Richard Robert Sheldon II
Hanover, N.H. — Richard Robert Sheldon II, Professor Emeritus of Russian at Dartmouth College, died peacefully surrounded by family at his home in Hanover on Tuesday, Feb. 18, 2014, after living for many years with Parkinson’s disease. He was 81.
Dick was born in Kansas City, Kan. on July 12, 1932, the son of Helen Irene Zerzan and Richard Robert Sheldon. He grew up in Salina, Kan., eldest of three brothers. At the University of Kansas Dick became president of Phi Delta Theta fraternity, and in his senior year, president of the student body, graduating with a BA in English literature in 1954. After his first year of law school at the University of Michigan his studies were interrupted by a tour in the Army, which he spent in Mannheim, Germany as a radio operator. He then studied at the Sorbonne for a year before returning to Michigan to finish his JD and begin studies in Russian. Later he would say it was the Soviet launch of Sputnik in 1957 that prompted his interest in Russia. In 1964, he was awarded a PhD in Russian Language and Literature from the University of Michigan.
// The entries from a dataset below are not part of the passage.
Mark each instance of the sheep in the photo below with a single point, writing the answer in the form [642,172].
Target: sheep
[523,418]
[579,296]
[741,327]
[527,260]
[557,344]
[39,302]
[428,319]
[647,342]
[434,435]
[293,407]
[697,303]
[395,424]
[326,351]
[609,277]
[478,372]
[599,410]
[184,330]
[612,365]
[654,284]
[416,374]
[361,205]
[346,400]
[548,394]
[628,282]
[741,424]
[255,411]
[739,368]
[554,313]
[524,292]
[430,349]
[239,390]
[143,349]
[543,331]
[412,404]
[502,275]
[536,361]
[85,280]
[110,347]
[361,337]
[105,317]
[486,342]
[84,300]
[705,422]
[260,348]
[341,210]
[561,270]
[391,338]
On Feb 8, 1964, he married fellow graduate student Karen Ryden Sears and they moved to Grinnell, Iowa where he headed the Russian Department at Grinnell College. In 1966, Dick joined the Russian department at Dartmouth where he remained for the rest of his career. He served as chair of the department for nineteen years. An authority on Russian formalist critic Viktor Shklovsky, Dick translated several of his books, notably A Sentimental Journey (1970), Zoo, or Letters Not about Love (1971), and Third Factory (1977). His translation of Zoo was nominated for a National Book Award in 1972. From 1984 to 1989 he served as associate dean of humanities, but his real love was for teaching and mentoring students. He taught courses on Chekhov, Solzhenitsyn, Tolstoy, and Nabokov. Dick was loved and admired for his kindness, intelligence, sense of fair play and dry wit. He made new students and faculty feel welcome, often inviting people to the house for his famous coffee cake. The doors were always open to a stray student or animal. He was devoted to his students and remained friends with many until the end of his life. Known as a family man, Dick’s children remember a supportive and generous father who loved spending time with them, leading them on adventures in places as close to home as Mink Brook and as far afield as Europe and the Soviet Union.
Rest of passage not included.